Ancistomus spinosissimus

Scientific classification
- Kingdom: Animalia
- Phylum: Chordata
- Class: Actinopterygii
- Order: Siluriformes
- Family: Loricariidae
- Genus: Ancistomus
- Species: A. spinosissimus
- Binomial name: Ancistomus spinosissimus (Cardoso & Lucinda, 2003)
- Synonyms: Hemiancistrus spinosissimus;

= Ancistomus spinosissimus =

- Authority: (Cardoso & Lucinda, 2003)
- Synonyms: Hemiancistrus spinosissimus

Species of catfish

Ancistomus spinosissimus is a species of catfish in the family Loricariidae.
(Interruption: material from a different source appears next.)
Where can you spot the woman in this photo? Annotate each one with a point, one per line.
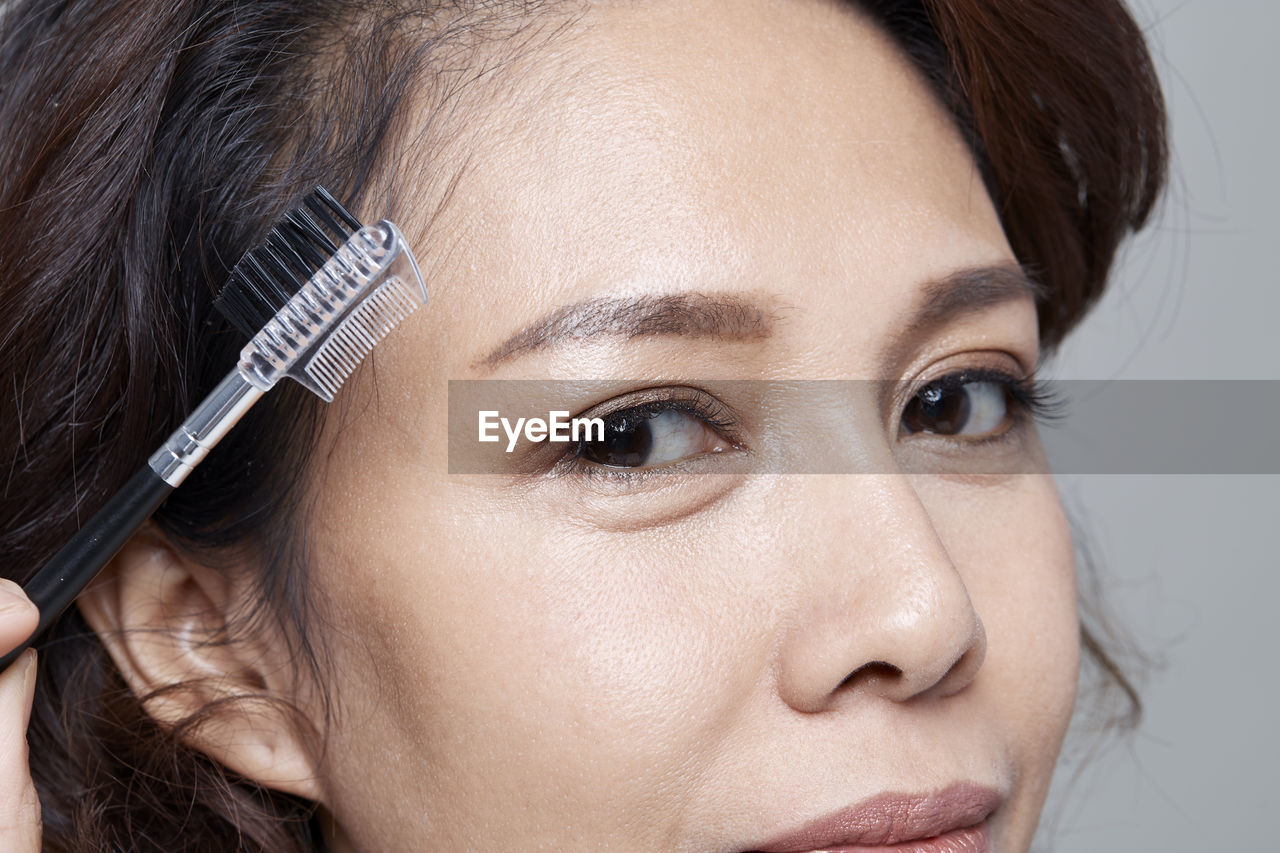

It is a freshwater fish native to South America, where it is known only from the upper and middle Tocantins River basin in Brazil. The species reaches 12.7 cm (5 inches) in standard length. Although originally described as a species of Hemiancistrus in 2003, a 2015 review conducted by Jonathan W. Armbruster (of Auburn University), David C. Werneke, and Milton Tan listed the species as valid within Ancistomus. The same review also reported that no characteristics were found to separate A. spinosissimus from its congeners A. micrommatos and A. spilomma, indicating that the three may actually all be the same species.